2025-2026 Developments
gVisor: Improved Network Stack and Systrap Platform
The gVisor team shipped a new Systrap platform in 2024-2025 as an alternative to ptrace. Systrap uses seccomp to trap syscalls into the Sentry without requiring ptrace, reducing context-switch overhead by 30-40% on syscall-heavy workloads. On hosts without KVM, Systrap is now recommended over ptrace.
gVisor’s network stack (netstack) gained significant improvements in 2024-2025:
- RACK-TLP (Recent ACKnowledgement - Tail Loss Probe) for better TCP loss recovery
- UDP-GRO (Generic Receive Offload) reducing CPU overhead for high-throughput UDP
- IPv6 extension header support
Enable Systrap in the gVisor config:
# /etc/containerd/runsc.toml
[runsc_config]
platform = "systrap" # New: systrap instead of ptrace for non-KVM hosts
network = "sandbox"
Kata 3.x: Dragonball VMM and Confidential Containers
Kata Containers 3.x introduced Dragonball, a Rust-based VMM developed by Alibaba Cloud. It provides:
- Sub-100ms VM boot times
- Purpose-built for container workloads (no legacy device emulation)
- ~40MB memory overhead per pod (vs ~200MB for QEMU)
- Full integration with Kata’s virtio-fs for shared filesystem access
# configuration-dragonball.toml (Kata 3.x)
[hypervisor.dragonball]
path = "/opt/kata/bin/dragonball"
kernel = "/opt/kata/share/kata-containers/vmlinux.container"
default_memory = 512
enable_iothreads = true
Kata 3.x also deepened Confidential Containers support (CoCo), running the guest VM inside a hardware Trusted Execution Environment using AMD SEV-SNP or Intel TDX. This protects container memory from the hypervisor and host OS — relevant for regulated data processing where even the platform operator should not read workload memory.

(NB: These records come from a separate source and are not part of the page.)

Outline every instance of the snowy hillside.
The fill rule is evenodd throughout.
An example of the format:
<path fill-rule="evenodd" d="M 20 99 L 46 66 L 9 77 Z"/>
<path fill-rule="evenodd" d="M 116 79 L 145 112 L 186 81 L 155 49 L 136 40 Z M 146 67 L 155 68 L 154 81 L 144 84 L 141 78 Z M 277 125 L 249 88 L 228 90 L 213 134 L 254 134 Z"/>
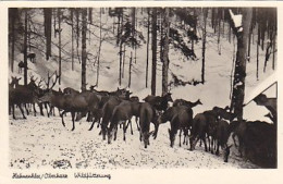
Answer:
<path fill-rule="evenodd" d="M 34 16 L 34 23 L 44 22 L 41 10 L 35 10 L 38 16 Z M 65 11 L 65 14 L 66 11 Z M 99 35 L 99 28 L 97 27 L 99 22 L 99 9 L 94 9 L 93 21 L 94 26 L 90 27 L 90 32 L 95 35 Z M 144 20 L 147 17 L 146 13 L 137 11 L 137 19 Z M 104 29 L 111 29 L 113 19 L 109 15 L 102 14 L 102 22 Z M 200 21 L 200 20 L 198 20 Z M 225 24 L 227 33 L 229 25 Z M 38 26 L 38 32 L 42 33 L 44 27 Z M 147 28 L 144 25 L 137 25 L 137 29 L 146 37 Z M 185 86 L 171 86 L 172 98 L 183 98 L 188 101 L 196 101 L 200 99 L 202 106 L 194 108 L 194 114 L 210 110 L 213 107 L 230 106 L 231 99 L 231 75 L 233 75 L 233 58 L 235 57 L 236 38 L 232 38 L 231 42 L 227 39 L 227 34 L 223 34 L 220 45 L 217 41 L 217 34 L 211 28 L 210 21 L 208 21 L 207 27 L 207 48 L 206 48 L 206 73 L 205 84 L 185 85 Z M 63 89 L 65 87 L 73 87 L 81 89 L 81 64 L 75 59 L 74 71 L 71 68 L 71 26 L 66 23 L 62 23 L 62 82 L 59 86 L 56 85 L 54 89 Z M 52 33 L 53 34 L 53 33 Z M 255 33 L 256 34 L 256 33 Z M 103 34 L 102 34 L 103 35 Z M 110 35 L 110 36 L 109 36 Z M 201 26 L 197 28 L 197 35 L 201 38 Z M 115 40 L 110 39 L 114 36 L 112 30 L 107 32 L 103 35 L 106 39 L 101 46 L 100 56 L 100 75 L 97 89 L 99 90 L 115 90 L 118 87 L 127 87 L 128 84 L 128 66 L 130 66 L 130 52 L 132 48 L 126 48 L 125 70 L 122 85 L 119 86 L 119 47 L 115 46 Z M 255 36 L 256 37 L 256 36 Z M 89 39 L 89 37 L 88 37 Z M 96 84 L 97 76 L 97 60 L 99 38 L 91 35 L 87 40 L 87 71 L 86 81 L 87 87 Z M 28 73 L 35 77 L 47 78 L 48 72 L 52 74 L 58 70 L 58 37 L 52 35 L 52 57 L 49 61 L 45 59 L 44 41 L 36 40 L 36 49 L 33 48 L 30 52 L 37 54 L 36 62 L 28 61 Z M 195 42 L 195 52 L 197 60 L 187 60 L 182 54 L 170 48 L 169 58 L 169 81 L 172 82 L 172 75 L 176 75 L 179 78 L 190 82 L 201 79 L 201 40 Z M 221 48 L 221 50 L 219 49 Z M 81 42 L 79 42 L 81 49 Z M 78 53 L 81 54 L 81 50 Z M 134 51 L 133 51 L 134 52 Z M 146 44 L 144 42 L 136 51 L 136 63 L 133 63 L 132 84 L 131 91 L 133 95 L 138 96 L 139 99 L 150 95 L 150 78 L 151 78 L 151 53 L 149 54 L 149 82 L 148 88 L 146 88 Z M 251 45 L 250 61 L 247 63 L 247 76 L 246 76 L 246 97 L 270 76 L 274 71 L 271 65 L 268 65 L 267 72 L 263 73 L 263 60 L 264 50 L 260 49 L 259 54 L 259 79 L 256 77 L 256 44 Z M 20 53 L 20 49 L 16 49 L 15 66 L 23 60 L 23 54 Z M 158 61 L 157 66 L 157 95 L 161 95 L 161 69 L 162 65 Z M 22 76 L 19 74 L 17 69 L 10 76 Z M 21 81 L 23 84 L 23 79 Z M 266 94 L 269 97 L 275 96 L 276 88 L 272 87 Z M 19 109 L 16 109 L 16 116 L 21 118 Z M 256 113 L 255 113 L 256 112 Z M 249 102 L 244 108 L 244 119 L 247 120 L 262 120 L 271 122 L 268 118 L 264 118 L 269 111 L 264 107 L 257 106 L 254 101 Z M 116 169 L 116 168 L 258 168 L 249 162 L 246 162 L 237 157 L 238 152 L 235 147 L 232 149 L 232 156 L 229 163 L 223 162 L 222 155 L 217 157 L 209 152 L 204 151 L 202 147 L 197 147 L 195 151 L 189 151 L 188 146 L 182 145 L 179 147 L 179 138 L 175 140 L 174 148 L 169 146 L 168 128 L 169 123 L 161 125 L 159 136 L 156 140 L 150 139 L 150 146 L 148 149 L 144 149 L 143 144 L 138 139 L 138 132 L 135 124 L 134 135 L 131 135 L 127 131 L 126 143 L 122 139 L 122 130 L 119 130 L 118 140 L 112 145 L 108 145 L 107 142 L 101 140 L 101 136 L 98 135 L 99 130 L 87 131 L 89 123 L 85 119 L 76 123 L 76 130 L 71 132 L 71 118 L 65 118 L 66 128 L 62 126 L 59 116 L 33 116 L 28 115 L 27 120 L 13 120 L 10 116 L 10 167 L 15 169 L 38 169 L 41 167 L 57 168 L 56 161 L 62 161 L 62 168 L 73 169 Z M 135 121 L 133 121 L 135 122 Z M 152 130 L 152 127 L 151 127 Z M 130 144 L 131 143 L 131 144 Z M 232 144 L 232 140 L 230 139 Z M 115 151 L 113 154 L 113 151 Z M 71 154 L 70 154 L 71 152 Z M 54 160 L 58 158 L 58 160 Z"/>

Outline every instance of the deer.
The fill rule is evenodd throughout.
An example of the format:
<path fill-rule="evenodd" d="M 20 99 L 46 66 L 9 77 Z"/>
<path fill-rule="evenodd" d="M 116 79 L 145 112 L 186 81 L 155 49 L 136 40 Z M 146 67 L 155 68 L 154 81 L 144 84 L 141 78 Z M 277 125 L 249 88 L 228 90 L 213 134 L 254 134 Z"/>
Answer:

# Check for SEV-SNP support (AMD)
dmesg | grep -i sev
# [ 0.000000] SEV-SNP: initialized
# Check for TDX support (Intel)
dmesg | grep -i tdx
# [ 0.000000] tdx: TDX module: attributes 0x0, vendor_id 0x8086
Choosing the Right Runtime
The decision is not binary between runc and an alternative — it is a tiered model:
-
Default runtime: crun on cgroup v2 hosts, runc elsewhere. Smallest runtime codebase, full OCI compatibility, no overhead.
-
Reduced kernel attack surface: gVisor (KVM or Systrap platform) for workloads that process untrusted input or run untrusted code but are not expected to need root access or unusual kernel features. Expected overhead 5-20% depending on syscall frequency.
-
Full VM isolation: Kata Containers for workloads that legitimately need elevated privileges (build systems, legacy applications requiring root, workloads with unknown syscall profiles), multi-tenant environments, or regulated workloads requiring TEE support. Expected overhead 130-200MB per pod + 100-300ms startup latency.
-
Layer them: RuntimeClass lets you apply different runtimes per namespace or per workload type in the same cluster. There is no requirement to choose one runtime for all workloads.
The combination of gVisor for untrusted-input processing and Kata for privileged or CI workloads, alongside runc/crun for trusted services, provides defence-in-depth at the runtime layer without requiring architectural changes to applications.